Tara O'Neill Hayes August 24, 2018
While most of the regulatory news during the
Trump Administration thus far has been about deregulation,
health care is one sector where the administration has implemented or proposed
an onslaught of new regulations. In particular, the administration has focused
on reforming Medicare and drug pricing.
Since April, the Centers for Medicare and
Medicaid Services (CMS) published 45 final
or proposed rules, primarily relating to the Medicare program. A summary of
some of the most noteworthy provisions can be found here.

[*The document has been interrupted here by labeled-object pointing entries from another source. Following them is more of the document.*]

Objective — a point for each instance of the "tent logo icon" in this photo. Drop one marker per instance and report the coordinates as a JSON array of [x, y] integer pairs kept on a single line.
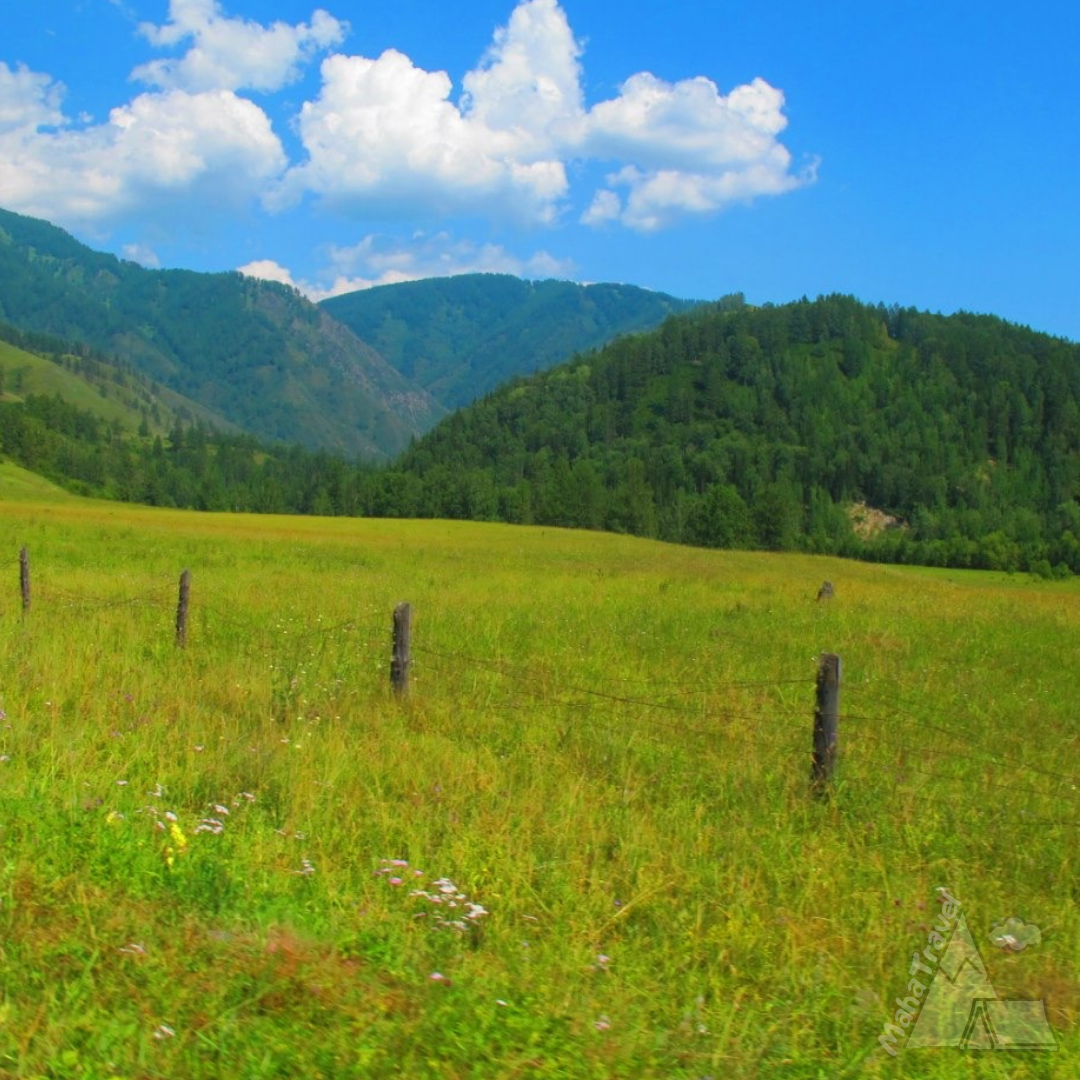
[[952, 1001]]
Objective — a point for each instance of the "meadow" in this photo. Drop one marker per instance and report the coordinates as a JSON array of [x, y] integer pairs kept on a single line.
[[583, 847]]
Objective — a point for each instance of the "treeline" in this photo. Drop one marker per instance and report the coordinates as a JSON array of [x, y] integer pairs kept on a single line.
[[728, 427], [760, 427], [192, 467]]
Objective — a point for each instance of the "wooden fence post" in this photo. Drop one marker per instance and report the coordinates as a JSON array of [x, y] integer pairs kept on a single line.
[[826, 721], [24, 578], [181, 610], [401, 659]]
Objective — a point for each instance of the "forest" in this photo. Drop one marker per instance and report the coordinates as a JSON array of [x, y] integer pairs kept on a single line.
[[730, 426]]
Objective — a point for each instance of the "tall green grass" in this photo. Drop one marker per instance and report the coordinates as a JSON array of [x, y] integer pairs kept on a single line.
[[606, 746]]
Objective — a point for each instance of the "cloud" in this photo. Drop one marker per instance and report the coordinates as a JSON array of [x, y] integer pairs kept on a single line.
[[214, 150], [381, 260], [145, 256], [232, 53], [385, 137], [690, 150]]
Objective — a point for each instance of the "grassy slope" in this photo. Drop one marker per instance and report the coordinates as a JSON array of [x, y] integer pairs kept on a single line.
[[42, 376], [750, 931]]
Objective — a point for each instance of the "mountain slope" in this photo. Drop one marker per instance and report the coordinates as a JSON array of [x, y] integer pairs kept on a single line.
[[761, 427], [36, 364], [256, 353], [460, 337]]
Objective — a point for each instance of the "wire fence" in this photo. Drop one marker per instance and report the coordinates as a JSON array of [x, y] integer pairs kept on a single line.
[[881, 742]]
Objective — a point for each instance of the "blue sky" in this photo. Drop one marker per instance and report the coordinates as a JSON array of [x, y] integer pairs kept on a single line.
[[925, 153]]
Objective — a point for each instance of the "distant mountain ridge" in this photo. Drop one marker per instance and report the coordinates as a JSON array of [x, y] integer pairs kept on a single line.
[[256, 353], [733, 426], [460, 337], [360, 375]]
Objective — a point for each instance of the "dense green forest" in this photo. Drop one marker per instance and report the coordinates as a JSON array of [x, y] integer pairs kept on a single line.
[[461, 337], [760, 427], [729, 426]]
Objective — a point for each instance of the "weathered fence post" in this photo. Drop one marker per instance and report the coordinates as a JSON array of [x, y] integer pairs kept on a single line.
[[181, 610], [826, 721], [24, 578], [401, 659]]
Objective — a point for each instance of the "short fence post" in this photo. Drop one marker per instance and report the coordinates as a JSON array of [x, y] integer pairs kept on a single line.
[[24, 578], [826, 721], [401, 659], [181, 610]]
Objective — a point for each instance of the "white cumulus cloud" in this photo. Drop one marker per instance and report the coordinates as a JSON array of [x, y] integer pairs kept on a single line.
[[386, 136], [214, 149], [232, 53], [689, 149]]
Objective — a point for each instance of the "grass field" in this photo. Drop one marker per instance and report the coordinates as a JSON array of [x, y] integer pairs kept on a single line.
[[225, 861]]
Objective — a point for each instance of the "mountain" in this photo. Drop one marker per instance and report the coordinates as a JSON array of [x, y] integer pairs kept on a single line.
[[946, 440], [103, 387], [255, 353], [460, 337]]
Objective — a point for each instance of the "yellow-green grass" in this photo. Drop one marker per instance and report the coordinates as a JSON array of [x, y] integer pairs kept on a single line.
[[606, 744]]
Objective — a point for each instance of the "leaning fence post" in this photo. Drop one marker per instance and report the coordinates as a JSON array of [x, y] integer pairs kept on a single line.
[[826, 721], [181, 610], [24, 578], [401, 659]]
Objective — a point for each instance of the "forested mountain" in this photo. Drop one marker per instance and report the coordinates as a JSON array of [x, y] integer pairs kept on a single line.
[[34, 364], [255, 353], [761, 427], [461, 337]]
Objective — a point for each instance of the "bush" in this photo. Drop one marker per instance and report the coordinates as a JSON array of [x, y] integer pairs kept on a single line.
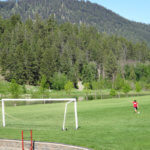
[[58, 81]]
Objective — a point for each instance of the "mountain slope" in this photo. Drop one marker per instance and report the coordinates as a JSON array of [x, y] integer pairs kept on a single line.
[[78, 12]]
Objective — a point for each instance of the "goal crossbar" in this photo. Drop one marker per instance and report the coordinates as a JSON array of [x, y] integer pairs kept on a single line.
[[67, 100]]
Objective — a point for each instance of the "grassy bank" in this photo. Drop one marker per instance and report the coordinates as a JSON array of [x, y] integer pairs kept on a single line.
[[104, 125]]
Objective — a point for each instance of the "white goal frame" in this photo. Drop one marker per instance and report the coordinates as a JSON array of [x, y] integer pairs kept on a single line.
[[67, 100]]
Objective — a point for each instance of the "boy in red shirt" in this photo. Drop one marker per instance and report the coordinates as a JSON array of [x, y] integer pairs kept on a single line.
[[135, 105]]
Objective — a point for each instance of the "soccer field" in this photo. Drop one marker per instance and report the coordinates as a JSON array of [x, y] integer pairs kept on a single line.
[[103, 124]]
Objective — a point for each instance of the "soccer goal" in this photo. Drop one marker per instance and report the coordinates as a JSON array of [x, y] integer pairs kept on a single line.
[[67, 100]]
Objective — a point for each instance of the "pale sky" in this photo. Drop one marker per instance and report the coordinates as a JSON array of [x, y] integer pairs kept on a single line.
[[135, 10]]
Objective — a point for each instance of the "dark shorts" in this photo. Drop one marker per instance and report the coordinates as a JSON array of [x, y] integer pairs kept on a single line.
[[135, 108]]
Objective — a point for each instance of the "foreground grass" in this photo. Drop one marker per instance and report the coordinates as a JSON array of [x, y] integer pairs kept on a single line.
[[104, 124]]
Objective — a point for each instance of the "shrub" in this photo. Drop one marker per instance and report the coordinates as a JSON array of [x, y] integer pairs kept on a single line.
[[58, 81]]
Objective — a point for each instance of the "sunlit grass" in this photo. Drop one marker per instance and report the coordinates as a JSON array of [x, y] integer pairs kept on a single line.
[[103, 124]]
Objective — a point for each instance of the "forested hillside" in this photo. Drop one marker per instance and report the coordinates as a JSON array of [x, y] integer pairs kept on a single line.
[[31, 49], [79, 12]]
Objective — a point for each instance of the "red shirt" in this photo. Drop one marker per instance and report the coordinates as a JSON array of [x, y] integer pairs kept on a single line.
[[135, 104]]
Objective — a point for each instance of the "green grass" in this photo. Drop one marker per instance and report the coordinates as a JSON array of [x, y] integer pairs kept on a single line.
[[104, 124]]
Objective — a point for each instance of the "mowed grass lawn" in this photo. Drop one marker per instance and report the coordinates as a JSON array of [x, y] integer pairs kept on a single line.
[[109, 124]]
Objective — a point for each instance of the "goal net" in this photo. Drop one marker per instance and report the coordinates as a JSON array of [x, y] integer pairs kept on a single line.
[[42, 114]]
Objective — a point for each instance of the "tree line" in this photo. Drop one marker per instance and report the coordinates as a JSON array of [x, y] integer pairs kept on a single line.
[[35, 48], [78, 11]]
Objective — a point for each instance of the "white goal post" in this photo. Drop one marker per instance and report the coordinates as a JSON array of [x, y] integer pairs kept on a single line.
[[67, 100]]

Most of the changes are aimed at providing beneficiaries with greater choice
and access to more tailored benefits and reduced costs. Other provisions aim to
eliminate policies that unnecessarily increase costs. Finally, CMS continues to
work to move the traditional Medicare program toward a more value-based payment
system through continued reform of the Accountable Care Organization models.
The administration has also been looking for
ways to reduce drug costs for consumers and taxpayers, through
regulations. This week, officials at the Department of Health and Human
Services (HHS) touted their
myriad accomplishments since the administration published its drug pricing
blueprint 100 days ago. Some of these “accomplishments” are
more deserving of that descriptor than others, but progress toward lower
medication costs—even if incremental—is being made nonetheless.
Most of the progress has come from increasing
the supply of drugs, which puts downward pressure on prices through increased
competition, and the administration likely will continue with this strategy as
it is likely to be the most effective in our market-based economy. The Food and
Drug Administration (FDA) approved a record number of generic drugs in July,
including the first product deemed a “competitive generic therapy” under a new
pathway created by Congress to expedite approval for products where there is
limited competition. The FDA also published guidance to
stop abuse of the Risk Evaluation
and Mitigation Strategy (REMS) system that some brand-name
manufacturers have employed to prevent generic competition.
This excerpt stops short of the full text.